During World War II, Mr. Frigo served in the Coast Guard and formed a band with several others stationed on Ellis Island, including such leading bebop musicians as pianist Al Haig, baritone saxophonist Serge Chaloff and trombonist Kai Winding.
After the war, he spent two years with Dorsey and appeared in the biographical film "The Fabulous Dorseys" -- about the rivalry between bandleader brothers Jimmy and Tommy.
As a bandleader, Mr. Frigo recorded one album in his prime, "I Love Johnny Frigo. . . . He Swings" (1957) featuring his Soft Winds guitarist Ellis as well as bassist Ray Brown, pianist Dick Marx and trumpeter Cy Touff.

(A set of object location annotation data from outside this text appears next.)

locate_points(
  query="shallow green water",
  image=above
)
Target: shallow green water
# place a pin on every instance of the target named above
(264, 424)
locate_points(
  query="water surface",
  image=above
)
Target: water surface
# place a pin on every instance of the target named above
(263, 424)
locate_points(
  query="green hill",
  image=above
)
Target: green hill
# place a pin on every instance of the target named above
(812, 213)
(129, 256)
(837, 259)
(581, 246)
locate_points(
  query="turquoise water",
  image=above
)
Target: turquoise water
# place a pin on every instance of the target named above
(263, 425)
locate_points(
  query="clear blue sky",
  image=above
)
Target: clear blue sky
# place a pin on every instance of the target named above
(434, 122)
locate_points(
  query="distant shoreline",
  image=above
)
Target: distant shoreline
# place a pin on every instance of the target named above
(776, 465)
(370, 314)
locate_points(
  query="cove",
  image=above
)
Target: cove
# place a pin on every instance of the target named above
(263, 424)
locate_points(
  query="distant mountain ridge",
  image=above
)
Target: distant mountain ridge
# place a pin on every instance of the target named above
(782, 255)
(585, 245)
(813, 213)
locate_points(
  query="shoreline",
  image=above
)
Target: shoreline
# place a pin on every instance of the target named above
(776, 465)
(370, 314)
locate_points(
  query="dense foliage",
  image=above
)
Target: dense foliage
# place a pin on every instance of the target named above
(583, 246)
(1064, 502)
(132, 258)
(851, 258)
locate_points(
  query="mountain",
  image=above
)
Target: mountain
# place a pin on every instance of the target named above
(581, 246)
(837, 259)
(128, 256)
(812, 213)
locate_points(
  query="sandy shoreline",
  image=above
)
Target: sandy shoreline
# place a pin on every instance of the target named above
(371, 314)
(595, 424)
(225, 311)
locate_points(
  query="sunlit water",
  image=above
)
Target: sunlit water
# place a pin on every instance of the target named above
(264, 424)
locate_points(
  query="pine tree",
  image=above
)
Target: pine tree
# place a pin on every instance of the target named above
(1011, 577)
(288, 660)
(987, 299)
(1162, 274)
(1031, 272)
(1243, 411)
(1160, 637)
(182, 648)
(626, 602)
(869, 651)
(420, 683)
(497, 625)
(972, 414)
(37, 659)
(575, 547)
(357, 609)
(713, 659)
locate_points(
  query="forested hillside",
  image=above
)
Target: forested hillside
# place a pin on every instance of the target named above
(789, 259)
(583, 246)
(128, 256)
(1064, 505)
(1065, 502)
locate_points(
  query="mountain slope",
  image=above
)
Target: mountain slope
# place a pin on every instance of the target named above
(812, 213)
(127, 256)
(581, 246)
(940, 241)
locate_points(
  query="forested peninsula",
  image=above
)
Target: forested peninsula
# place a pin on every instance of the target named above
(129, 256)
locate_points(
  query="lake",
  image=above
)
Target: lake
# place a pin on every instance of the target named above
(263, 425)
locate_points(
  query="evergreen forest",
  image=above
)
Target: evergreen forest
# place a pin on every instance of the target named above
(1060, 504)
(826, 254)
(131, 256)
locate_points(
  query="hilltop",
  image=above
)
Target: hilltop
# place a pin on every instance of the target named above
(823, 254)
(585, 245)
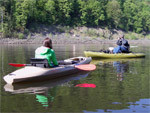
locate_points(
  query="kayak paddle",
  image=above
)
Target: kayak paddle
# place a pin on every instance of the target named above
(86, 67)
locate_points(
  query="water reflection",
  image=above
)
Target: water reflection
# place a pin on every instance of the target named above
(121, 67)
(45, 92)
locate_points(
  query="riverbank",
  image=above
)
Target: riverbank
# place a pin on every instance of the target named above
(71, 41)
(79, 35)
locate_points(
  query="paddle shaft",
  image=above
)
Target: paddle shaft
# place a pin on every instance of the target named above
(84, 67)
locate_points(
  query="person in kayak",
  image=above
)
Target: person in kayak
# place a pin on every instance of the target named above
(123, 45)
(47, 52)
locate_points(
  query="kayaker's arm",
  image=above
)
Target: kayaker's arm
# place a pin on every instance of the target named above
(54, 60)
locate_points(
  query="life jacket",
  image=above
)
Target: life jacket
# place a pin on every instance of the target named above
(49, 54)
(125, 43)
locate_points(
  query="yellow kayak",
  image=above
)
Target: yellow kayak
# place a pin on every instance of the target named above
(108, 55)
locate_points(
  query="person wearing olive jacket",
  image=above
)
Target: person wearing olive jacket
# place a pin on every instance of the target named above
(47, 52)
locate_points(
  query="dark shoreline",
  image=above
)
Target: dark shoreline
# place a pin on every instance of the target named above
(71, 41)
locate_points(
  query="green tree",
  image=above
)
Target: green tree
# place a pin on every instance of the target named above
(114, 13)
(91, 12)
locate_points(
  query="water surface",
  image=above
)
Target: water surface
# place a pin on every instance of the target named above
(121, 85)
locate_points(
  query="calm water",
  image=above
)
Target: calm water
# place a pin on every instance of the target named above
(121, 85)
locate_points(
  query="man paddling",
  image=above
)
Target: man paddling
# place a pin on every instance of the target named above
(47, 52)
(123, 45)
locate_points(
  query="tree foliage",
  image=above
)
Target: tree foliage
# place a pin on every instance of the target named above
(128, 15)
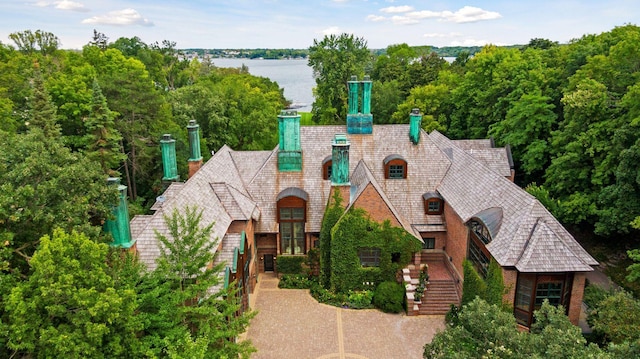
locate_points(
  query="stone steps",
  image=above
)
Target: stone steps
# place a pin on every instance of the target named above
(438, 297)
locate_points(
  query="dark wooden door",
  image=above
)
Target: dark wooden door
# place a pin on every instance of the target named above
(268, 262)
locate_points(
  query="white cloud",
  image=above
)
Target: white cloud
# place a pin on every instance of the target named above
(396, 9)
(333, 30)
(376, 18)
(464, 15)
(121, 17)
(436, 35)
(474, 42)
(404, 20)
(470, 14)
(63, 5)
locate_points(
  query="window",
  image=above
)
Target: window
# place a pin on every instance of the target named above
(292, 237)
(478, 258)
(551, 291)
(395, 167)
(480, 231)
(369, 257)
(396, 171)
(291, 210)
(327, 168)
(429, 243)
(296, 214)
(532, 289)
(433, 203)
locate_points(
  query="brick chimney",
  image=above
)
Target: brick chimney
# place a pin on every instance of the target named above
(195, 156)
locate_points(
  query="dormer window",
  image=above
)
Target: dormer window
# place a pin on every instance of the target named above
(481, 231)
(395, 167)
(433, 203)
(326, 168)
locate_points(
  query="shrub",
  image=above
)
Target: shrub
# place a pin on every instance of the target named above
(452, 317)
(360, 299)
(389, 297)
(295, 281)
(291, 264)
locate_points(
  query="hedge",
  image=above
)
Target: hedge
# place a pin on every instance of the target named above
(291, 264)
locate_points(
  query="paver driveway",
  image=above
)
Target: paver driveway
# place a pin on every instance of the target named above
(291, 324)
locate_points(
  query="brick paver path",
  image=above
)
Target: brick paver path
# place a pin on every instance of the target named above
(291, 324)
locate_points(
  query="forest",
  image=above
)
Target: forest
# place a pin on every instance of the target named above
(69, 119)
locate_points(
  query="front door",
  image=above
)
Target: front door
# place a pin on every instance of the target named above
(268, 262)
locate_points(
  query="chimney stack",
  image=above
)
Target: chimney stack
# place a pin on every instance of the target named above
(340, 160)
(415, 123)
(169, 164)
(195, 156)
(119, 227)
(289, 152)
(359, 120)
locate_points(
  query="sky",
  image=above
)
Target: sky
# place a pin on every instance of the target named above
(296, 23)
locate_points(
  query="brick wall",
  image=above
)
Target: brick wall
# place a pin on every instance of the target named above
(457, 238)
(371, 201)
(577, 292)
(267, 244)
(510, 277)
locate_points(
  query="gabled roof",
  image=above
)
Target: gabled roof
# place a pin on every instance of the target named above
(196, 192)
(469, 175)
(471, 189)
(361, 178)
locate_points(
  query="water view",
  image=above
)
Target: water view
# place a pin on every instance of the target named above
(295, 76)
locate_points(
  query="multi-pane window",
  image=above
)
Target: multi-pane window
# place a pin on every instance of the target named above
(429, 243)
(292, 238)
(369, 257)
(551, 291)
(396, 171)
(291, 214)
(481, 231)
(532, 290)
(395, 167)
(478, 258)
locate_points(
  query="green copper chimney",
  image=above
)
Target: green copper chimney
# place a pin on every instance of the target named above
(340, 160)
(359, 120)
(194, 141)
(415, 121)
(290, 152)
(169, 165)
(353, 95)
(366, 95)
(119, 226)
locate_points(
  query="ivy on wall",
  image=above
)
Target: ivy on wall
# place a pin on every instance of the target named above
(354, 231)
(331, 216)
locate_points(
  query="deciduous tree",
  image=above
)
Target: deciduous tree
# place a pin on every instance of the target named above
(334, 60)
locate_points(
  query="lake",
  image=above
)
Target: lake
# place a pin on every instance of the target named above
(294, 76)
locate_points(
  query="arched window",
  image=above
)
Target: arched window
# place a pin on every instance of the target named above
(395, 167)
(326, 167)
(433, 203)
(292, 215)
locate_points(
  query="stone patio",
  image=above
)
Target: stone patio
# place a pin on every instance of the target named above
(291, 324)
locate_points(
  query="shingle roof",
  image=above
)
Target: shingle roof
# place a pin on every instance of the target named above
(196, 192)
(471, 189)
(469, 175)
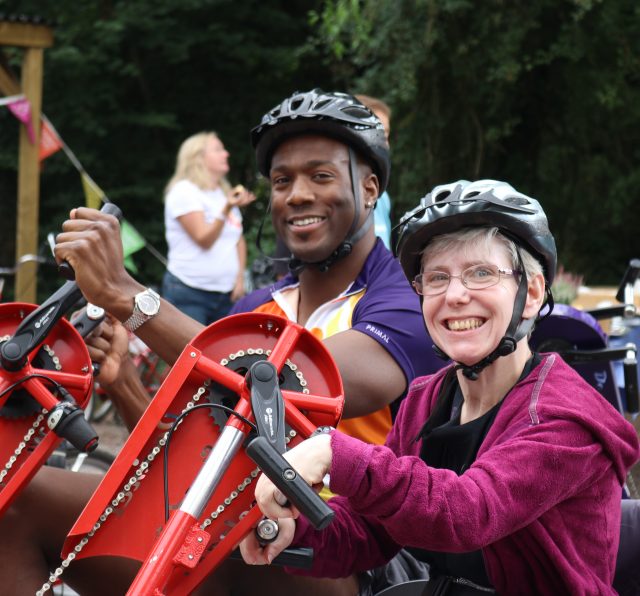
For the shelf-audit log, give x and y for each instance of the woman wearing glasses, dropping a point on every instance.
(503, 471)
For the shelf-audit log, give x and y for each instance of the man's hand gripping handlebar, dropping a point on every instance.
(65, 417)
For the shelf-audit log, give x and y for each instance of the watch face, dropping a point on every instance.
(148, 305)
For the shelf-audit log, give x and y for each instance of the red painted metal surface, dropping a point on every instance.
(75, 375)
(135, 524)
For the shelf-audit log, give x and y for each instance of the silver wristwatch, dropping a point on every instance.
(146, 305)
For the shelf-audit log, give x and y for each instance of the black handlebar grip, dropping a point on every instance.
(65, 269)
(300, 557)
(630, 277)
(293, 486)
(67, 421)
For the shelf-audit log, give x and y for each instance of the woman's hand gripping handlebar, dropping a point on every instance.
(266, 451)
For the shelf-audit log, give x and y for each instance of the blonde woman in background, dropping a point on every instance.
(207, 251)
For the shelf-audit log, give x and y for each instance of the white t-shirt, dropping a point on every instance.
(213, 269)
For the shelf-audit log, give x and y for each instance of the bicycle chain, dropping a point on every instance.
(134, 482)
(36, 424)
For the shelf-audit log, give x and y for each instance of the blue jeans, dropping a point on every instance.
(201, 305)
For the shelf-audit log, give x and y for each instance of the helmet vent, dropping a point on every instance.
(517, 201)
(357, 112)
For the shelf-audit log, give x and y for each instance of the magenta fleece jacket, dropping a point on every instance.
(542, 499)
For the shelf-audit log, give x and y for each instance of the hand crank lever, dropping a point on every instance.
(267, 447)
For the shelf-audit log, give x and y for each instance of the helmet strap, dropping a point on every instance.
(296, 266)
(517, 329)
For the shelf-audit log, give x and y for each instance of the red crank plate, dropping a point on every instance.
(63, 357)
(128, 507)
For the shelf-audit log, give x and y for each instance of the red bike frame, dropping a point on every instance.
(210, 476)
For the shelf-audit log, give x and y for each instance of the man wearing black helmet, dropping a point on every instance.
(504, 470)
(327, 161)
(327, 158)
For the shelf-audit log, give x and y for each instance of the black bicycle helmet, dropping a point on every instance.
(489, 203)
(450, 207)
(337, 115)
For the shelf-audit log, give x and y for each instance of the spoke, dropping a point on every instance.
(297, 420)
(285, 345)
(37, 389)
(67, 380)
(220, 374)
(313, 403)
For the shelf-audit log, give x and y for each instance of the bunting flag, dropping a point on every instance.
(20, 107)
(132, 241)
(50, 142)
(93, 194)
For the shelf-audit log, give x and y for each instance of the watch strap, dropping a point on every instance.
(138, 318)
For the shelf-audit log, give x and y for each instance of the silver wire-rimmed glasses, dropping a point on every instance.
(477, 277)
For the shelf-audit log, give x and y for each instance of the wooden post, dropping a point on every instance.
(34, 38)
(29, 178)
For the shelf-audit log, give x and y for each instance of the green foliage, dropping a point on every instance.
(541, 94)
(126, 82)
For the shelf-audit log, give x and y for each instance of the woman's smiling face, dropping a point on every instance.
(468, 324)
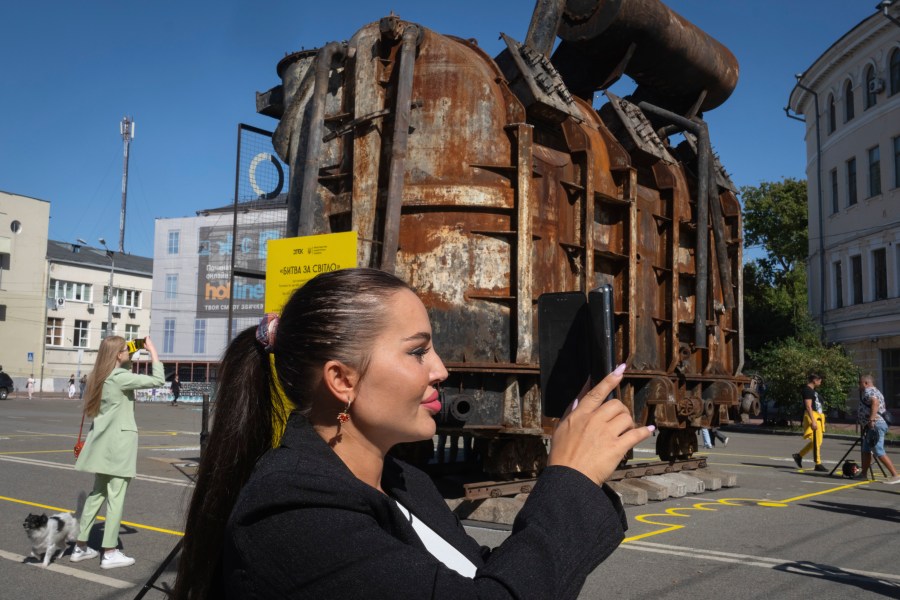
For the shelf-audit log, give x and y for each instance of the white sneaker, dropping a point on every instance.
(114, 559)
(79, 555)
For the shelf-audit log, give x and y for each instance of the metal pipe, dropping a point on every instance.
(718, 226)
(701, 253)
(301, 208)
(237, 183)
(544, 24)
(821, 207)
(671, 59)
(399, 143)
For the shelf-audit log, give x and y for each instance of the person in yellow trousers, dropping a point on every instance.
(813, 422)
(110, 450)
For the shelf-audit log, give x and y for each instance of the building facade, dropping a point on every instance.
(192, 283)
(80, 310)
(24, 223)
(850, 99)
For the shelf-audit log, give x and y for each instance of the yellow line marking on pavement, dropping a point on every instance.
(788, 565)
(666, 527)
(99, 518)
(837, 489)
(69, 450)
(96, 578)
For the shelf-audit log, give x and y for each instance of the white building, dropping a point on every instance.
(24, 223)
(850, 98)
(78, 309)
(192, 280)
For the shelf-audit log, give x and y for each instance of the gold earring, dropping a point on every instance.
(344, 415)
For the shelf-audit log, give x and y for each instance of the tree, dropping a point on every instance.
(775, 289)
(784, 366)
(775, 217)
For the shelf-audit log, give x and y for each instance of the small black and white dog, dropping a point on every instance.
(50, 536)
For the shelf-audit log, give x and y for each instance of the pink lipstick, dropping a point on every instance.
(433, 403)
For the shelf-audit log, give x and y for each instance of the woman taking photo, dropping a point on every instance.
(110, 450)
(328, 514)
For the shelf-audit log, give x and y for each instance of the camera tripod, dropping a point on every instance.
(874, 458)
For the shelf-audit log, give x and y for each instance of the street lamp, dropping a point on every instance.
(111, 255)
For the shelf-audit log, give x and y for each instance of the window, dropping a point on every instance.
(172, 286)
(835, 204)
(838, 285)
(832, 118)
(169, 335)
(874, 171)
(870, 97)
(199, 336)
(897, 162)
(80, 334)
(130, 299)
(849, 108)
(895, 71)
(890, 369)
(879, 274)
(70, 290)
(856, 274)
(172, 247)
(54, 332)
(103, 333)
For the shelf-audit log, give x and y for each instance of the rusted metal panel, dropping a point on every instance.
(496, 201)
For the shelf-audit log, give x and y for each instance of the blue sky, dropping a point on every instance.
(187, 72)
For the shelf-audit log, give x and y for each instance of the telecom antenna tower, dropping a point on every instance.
(126, 128)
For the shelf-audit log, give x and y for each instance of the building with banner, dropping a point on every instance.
(209, 269)
(192, 283)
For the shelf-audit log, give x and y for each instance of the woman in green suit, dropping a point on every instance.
(110, 450)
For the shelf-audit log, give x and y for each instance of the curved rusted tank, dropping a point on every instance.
(486, 183)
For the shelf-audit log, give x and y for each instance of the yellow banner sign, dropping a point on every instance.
(291, 262)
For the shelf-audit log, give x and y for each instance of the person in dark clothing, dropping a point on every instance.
(813, 423)
(176, 390)
(296, 495)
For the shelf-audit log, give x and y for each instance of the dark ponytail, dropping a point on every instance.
(241, 434)
(335, 316)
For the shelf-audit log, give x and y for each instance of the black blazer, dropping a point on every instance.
(305, 527)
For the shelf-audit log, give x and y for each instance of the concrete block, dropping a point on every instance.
(631, 495)
(490, 510)
(728, 479)
(711, 480)
(692, 484)
(674, 488)
(655, 491)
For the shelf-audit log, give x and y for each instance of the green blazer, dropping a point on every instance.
(111, 444)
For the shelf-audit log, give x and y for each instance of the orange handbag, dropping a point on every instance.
(80, 443)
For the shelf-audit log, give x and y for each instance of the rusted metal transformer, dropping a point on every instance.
(486, 183)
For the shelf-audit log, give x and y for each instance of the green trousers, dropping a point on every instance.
(111, 490)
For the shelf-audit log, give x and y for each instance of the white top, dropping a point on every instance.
(439, 547)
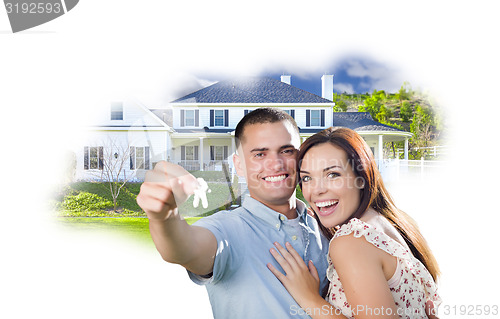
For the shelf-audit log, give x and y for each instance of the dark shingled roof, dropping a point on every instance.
(360, 121)
(251, 90)
(204, 130)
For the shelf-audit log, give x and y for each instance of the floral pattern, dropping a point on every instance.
(414, 287)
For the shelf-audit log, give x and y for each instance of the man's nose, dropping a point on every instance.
(319, 186)
(274, 162)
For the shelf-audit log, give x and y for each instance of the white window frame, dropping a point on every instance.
(117, 111)
(313, 118)
(219, 117)
(189, 115)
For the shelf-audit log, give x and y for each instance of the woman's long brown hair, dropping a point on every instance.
(374, 194)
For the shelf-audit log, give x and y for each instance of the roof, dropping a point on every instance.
(360, 121)
(204, 130)
(251, 90)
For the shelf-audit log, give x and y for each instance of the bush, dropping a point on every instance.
(85, 202)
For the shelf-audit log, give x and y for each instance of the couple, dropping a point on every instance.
(354, 255)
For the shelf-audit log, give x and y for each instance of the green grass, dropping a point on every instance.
(136, 228)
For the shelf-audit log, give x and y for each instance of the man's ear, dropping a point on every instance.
(239, 165)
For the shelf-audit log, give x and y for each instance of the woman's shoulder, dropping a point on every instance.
(350, 239)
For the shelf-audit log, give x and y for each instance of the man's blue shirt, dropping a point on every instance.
(241, 285)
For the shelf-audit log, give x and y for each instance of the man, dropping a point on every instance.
(228, 251)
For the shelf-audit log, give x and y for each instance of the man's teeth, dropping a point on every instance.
(274, 178)
(327, 203)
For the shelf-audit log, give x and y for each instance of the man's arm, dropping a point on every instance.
(164, 188)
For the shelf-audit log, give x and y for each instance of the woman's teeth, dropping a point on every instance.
(326, 203)
(275, 178)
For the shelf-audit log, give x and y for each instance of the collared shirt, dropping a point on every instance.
(241, 285)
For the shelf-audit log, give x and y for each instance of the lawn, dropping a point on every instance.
(132, 227)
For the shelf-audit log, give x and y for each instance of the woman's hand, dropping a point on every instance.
(301, 280)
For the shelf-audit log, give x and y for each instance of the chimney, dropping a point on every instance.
(286, 79)
(327, 87)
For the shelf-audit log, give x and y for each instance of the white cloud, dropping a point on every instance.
(343, 87)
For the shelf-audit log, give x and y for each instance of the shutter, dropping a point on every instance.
(101, 157)
(146, 157)
(132, 157)
(86, 157)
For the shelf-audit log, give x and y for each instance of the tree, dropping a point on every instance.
(422, 126)
(113, 159)
(384, 114)
(340, 104)
(406, 113)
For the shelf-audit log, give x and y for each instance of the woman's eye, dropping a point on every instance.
(333, 175)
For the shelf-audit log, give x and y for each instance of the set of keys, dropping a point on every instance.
(200, 193)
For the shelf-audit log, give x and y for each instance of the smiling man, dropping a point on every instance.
(229, 251)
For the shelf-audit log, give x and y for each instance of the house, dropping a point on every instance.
(204, 121)
(200, 136)
(127, 140)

Although he recorded regularly, Mr. Frigo did not enjoy much recognition as a leader until the late 1980s, when he started making several well-received jazz albums that featured, among others, father-son guitarists Bucky and John Pizzarelli.
After one of Mr. Frigo's engagements in Southern California, Los Angeles Times music critic Don Heckman wrote that the musician "made a convincing case for himself as the premier violinist in contemporary jazz."
About that time, Mr. Frigo appeared twice playing violin on "The Tonight Show" with Johnny Carson. When the host asked why Mr. Frigo waited so long to become famous, he replied, "Because there won't be enough time left for me to become a has-been."
In 1995, he orchestrated a Soft Winds reunion on a jazz cruise aboard the S.S. Norway that included Ellis, Carter and Washington-area bassist Keter Betts. They subsequently released the album "Soft Winds Then and Now." Mr. Frigo remained a vital figure at jazz summits and other musical gatherings.
His marriage to Dorothy Hachmeister Frigo ended in divorce.
Survivors include his second wife, Brittney Browne of Chicago; a son from his first marriage, jazz drummer Rick Frigo of Chicago; a sister; and three grandchildren. A son from his second marriage, rock guitarist Derek Frigo, died in 2004 of an apparent drug overdose.